I try to solve this following problem but I don't get any progress in showing $\ g$ to be integrable:
Define $f:\mathbb{R} \to \mathbb{R}$ by $$f(x)=\begin{cases}\frac{1}{\sqrt x}& \text{if}\ 0<x<1 \\0&\text{otherwise} \end{cases}$$ Let $\{r_n\}_{n=1}^{\infty}$ be the enumeration of all the rational numbers. Define $g:\mathbb{R} \to \mathbb{R}$ by $$g(x)=\sum_{n=1}^{\infty}\frac{1}{2^n} f(x-r_n).$$ Prove that $\ f$ and $\ g$ are integrable on $\mathbb{R}$.
The function $\ f$ is continuous except $x=0$ so this is integrable. But what about $\ g$? The functions $f_n(x) :=\frac{1}{2^n}f(x-r_n)$ is basically $0$ outside $(r_n, r_n+1)$.
If I can show that $\ g$ is continuous almost everywhere on $\mathbb{R}$ then done....I have the following question on mind:
Does the sequence of partial sum of the series $\sum f_n$ is uniformly convergent almost everywhere to $\ g$?
If So then I think $\ g$ becomes continuous $a.e$ on $\mathbb{R}$ and hence continuous.
But I can't prove this assertion....If I made any mistake let me know.
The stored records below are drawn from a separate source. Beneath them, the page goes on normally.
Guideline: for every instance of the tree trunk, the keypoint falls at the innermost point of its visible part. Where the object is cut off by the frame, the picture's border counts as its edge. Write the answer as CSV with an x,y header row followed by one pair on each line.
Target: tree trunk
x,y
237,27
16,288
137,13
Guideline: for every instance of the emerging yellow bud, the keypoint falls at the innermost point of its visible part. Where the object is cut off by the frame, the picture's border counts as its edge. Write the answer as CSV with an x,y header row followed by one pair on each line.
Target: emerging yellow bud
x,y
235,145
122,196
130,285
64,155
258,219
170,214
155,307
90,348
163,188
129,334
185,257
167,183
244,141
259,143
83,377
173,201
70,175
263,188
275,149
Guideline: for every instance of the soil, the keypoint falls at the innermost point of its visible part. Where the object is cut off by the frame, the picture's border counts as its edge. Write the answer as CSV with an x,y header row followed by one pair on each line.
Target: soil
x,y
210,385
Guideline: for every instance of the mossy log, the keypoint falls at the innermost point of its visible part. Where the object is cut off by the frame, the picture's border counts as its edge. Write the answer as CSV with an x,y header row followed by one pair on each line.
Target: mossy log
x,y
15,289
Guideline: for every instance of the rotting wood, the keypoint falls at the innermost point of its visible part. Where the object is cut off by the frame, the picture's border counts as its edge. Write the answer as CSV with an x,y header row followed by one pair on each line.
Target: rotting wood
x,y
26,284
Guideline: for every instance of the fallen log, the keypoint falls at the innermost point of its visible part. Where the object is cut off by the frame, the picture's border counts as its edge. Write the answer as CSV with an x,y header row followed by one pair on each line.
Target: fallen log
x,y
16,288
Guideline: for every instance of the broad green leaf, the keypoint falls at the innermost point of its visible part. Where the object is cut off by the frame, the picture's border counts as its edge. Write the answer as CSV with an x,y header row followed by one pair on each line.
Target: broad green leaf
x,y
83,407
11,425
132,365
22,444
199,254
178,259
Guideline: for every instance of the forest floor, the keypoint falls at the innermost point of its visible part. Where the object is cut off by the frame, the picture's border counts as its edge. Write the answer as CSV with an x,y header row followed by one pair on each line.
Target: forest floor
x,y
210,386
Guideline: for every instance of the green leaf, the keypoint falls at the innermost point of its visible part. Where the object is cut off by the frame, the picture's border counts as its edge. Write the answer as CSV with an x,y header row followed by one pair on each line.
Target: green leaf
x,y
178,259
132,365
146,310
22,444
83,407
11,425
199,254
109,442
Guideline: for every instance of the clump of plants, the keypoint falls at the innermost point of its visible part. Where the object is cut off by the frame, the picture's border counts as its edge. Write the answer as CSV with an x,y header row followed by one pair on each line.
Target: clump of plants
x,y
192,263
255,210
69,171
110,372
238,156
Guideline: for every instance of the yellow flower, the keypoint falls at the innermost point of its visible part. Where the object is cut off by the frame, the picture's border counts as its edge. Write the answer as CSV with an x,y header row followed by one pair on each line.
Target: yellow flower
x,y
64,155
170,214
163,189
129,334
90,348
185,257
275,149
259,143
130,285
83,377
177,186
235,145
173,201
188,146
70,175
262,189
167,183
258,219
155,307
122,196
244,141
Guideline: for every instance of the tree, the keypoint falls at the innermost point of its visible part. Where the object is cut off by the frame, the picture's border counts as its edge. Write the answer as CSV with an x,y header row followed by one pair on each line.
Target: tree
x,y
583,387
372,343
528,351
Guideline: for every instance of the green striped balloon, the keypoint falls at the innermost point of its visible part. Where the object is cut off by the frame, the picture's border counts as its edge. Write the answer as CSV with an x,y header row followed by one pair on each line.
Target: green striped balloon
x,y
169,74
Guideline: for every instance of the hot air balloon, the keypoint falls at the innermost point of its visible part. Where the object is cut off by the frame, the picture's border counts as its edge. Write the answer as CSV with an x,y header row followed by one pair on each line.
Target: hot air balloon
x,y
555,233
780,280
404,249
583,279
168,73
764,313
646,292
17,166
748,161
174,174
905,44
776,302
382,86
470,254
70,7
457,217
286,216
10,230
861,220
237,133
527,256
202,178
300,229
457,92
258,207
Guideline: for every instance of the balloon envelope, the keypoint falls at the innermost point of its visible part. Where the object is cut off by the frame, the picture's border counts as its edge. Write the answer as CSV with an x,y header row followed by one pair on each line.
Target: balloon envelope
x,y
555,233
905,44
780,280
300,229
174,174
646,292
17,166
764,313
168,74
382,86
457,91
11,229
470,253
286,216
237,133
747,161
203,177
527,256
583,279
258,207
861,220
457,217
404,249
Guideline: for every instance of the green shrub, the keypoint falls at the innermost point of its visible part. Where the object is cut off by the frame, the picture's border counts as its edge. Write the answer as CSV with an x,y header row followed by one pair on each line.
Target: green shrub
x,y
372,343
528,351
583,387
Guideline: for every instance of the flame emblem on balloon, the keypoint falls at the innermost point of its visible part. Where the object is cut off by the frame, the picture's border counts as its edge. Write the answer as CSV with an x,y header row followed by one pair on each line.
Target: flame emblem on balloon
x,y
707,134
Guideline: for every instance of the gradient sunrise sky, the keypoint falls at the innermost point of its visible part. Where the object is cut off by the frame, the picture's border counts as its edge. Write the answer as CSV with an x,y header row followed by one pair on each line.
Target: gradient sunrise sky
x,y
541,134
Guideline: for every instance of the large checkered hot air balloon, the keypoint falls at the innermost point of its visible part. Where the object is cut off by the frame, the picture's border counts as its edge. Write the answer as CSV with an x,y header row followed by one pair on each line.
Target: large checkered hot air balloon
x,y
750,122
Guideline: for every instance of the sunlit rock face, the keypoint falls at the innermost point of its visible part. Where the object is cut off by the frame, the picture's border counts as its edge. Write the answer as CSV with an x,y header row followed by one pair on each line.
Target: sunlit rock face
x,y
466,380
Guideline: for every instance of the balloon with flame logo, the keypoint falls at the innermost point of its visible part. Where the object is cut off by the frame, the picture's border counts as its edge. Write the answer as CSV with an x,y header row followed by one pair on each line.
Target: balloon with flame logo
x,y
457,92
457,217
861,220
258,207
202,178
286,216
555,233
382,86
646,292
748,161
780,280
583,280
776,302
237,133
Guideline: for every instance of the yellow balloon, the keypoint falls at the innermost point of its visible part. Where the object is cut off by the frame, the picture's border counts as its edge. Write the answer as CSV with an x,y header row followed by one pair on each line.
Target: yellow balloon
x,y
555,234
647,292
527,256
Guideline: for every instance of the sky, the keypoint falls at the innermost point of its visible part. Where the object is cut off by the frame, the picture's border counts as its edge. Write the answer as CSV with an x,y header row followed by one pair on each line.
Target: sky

Thankyou.
Please help.
$\int g(x)dx =\int \sum_{i=1}^{\infty} \frac 1 {2^{n}} f(x-rn)dx=\sum_{i=1}^{\infty}\int \frac 1 {2^{n}} f(x-r_n)dx =\sum_{i=1}^{\infty} \frac 1 {2^{n}}\int f(x)dx=\int f(x)dx=2$. Interchange of sum and integral is justified by Tonelli's Theorem and the third equality follows from the fact $\int_{-\infty}^{\infty} f(x-a)dx =\int_{-\infty}^{\infty} f(x)dx$ for any $a$.